Airlines must reduce their emissions
Updated: 2013-06-13 07:57
By Achim Steiner (China Daily)
Air travel is not only the fastest growing form of transport. It is also the most carbon intensive.
Few if any holidaymakers and business people boarding their flights know that the kerosene fuel powering their airliner is tax-free.
This gives air transport an unfair advantage over rail and road, and offers less incentive to aircraft designers and operators to accelerate a transition to ever-more fuel-efficient planes.

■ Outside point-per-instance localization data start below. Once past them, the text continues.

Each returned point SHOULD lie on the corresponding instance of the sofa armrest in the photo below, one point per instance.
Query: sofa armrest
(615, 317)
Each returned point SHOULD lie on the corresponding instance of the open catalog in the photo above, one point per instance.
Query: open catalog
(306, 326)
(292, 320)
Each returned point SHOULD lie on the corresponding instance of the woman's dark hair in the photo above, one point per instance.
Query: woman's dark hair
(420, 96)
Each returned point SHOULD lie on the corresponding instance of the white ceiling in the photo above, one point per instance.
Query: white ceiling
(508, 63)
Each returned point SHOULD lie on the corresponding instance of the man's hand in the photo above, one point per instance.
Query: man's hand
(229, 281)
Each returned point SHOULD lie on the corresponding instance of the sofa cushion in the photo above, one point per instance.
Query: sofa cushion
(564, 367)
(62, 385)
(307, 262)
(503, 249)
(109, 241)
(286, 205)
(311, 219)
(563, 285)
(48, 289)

Long-standing efforts to end this anomaly have failed.
A recent attempt to require aircraft flying to Europe to pay for their CO2 emissions under the European Union's Emissions Trading System triggered fierce opposition from many non-European countries.
The EU has suspended its plan for a year, putting the ball back in the court of the International Civil Aviation Organization and its 191 member states to find a solution.

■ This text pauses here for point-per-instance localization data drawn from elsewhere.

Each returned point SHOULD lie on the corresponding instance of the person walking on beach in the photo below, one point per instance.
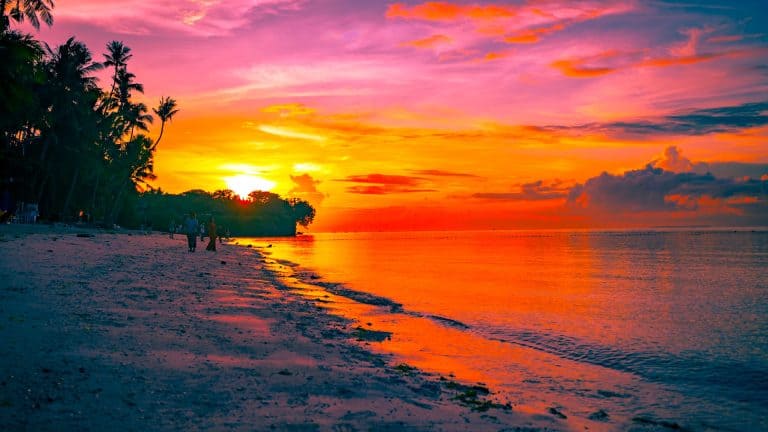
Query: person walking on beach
(172, 228)
(191, 227)
(211, 235)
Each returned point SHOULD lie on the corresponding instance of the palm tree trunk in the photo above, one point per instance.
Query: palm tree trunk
(3, 23)
(95, 189)
(154, 146)
(117, 206)
(65, 208)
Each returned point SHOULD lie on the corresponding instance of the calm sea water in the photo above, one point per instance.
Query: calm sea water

This is the ideal place for aviation to begin cutting the 5 percent of global greenhouse gas emissions it now accounts for.

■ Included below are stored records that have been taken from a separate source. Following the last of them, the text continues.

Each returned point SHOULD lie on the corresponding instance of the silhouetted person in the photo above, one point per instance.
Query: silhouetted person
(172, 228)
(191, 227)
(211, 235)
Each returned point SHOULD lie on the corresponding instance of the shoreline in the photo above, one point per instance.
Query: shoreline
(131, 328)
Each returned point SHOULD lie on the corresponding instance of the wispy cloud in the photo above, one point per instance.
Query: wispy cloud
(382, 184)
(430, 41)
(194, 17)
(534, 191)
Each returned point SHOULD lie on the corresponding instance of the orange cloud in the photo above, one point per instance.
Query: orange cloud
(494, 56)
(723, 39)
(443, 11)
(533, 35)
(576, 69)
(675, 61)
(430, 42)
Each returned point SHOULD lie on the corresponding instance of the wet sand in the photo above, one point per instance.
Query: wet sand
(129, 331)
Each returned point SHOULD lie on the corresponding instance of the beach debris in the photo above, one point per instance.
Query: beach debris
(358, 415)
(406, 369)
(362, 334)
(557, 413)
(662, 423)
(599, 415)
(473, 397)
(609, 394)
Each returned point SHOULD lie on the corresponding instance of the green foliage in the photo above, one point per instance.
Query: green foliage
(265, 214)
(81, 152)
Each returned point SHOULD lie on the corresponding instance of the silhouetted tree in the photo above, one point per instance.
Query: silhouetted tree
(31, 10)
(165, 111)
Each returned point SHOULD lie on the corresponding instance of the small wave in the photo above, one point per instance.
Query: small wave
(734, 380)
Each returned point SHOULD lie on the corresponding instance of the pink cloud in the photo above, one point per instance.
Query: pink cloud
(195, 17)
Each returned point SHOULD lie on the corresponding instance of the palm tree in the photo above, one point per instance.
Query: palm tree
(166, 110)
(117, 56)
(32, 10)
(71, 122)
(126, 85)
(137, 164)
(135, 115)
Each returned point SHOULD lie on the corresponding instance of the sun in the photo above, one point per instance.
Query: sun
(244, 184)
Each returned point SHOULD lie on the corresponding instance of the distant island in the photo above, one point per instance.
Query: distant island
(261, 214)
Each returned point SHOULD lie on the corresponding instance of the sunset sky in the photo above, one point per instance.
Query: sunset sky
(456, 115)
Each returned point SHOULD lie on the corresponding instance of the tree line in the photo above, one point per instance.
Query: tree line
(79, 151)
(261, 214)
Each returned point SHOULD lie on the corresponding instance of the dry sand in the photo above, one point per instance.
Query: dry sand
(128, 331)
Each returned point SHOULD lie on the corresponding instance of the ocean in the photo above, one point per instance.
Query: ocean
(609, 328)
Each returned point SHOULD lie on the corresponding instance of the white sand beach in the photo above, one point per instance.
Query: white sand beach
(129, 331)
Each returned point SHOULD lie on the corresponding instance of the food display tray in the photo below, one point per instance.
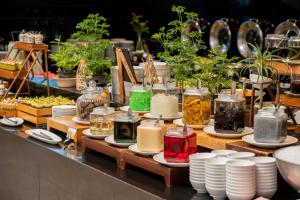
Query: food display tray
(125, 158)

A global agreement would level the playing field so that all airlines pay the same fuel levy, so reducing the risk of "freeloaders".
But there is a deadline to the opportunity for helping aviators get a handle on their CO2 emissions by 2020. And they must flip them soon after.
In September a triannual decision-making ICAO assembly will meet in Montreal with a vote likely on whether a global market-based measure will be adopted to drive the industry to meet its responsibilities. If no decision is taken, the next assembly may not convene until 2016.
The world has waited long enough for aviation - and indeed shipping - to join international efforts to bridge the emissions gap.
Increased engine efficiencies, alternative fuels, air traffic management reform and technological enhancements can help, but are unlikely on their own to deliver the emissions reductions needed and at the speed required. Question marks also remain over how such investments would be paid for.
Seizing the moment to put in place a market-based structure to catalyze the low carbon innovations the industry needs - and guarantee its sustainable future - is thus both logical and desirable.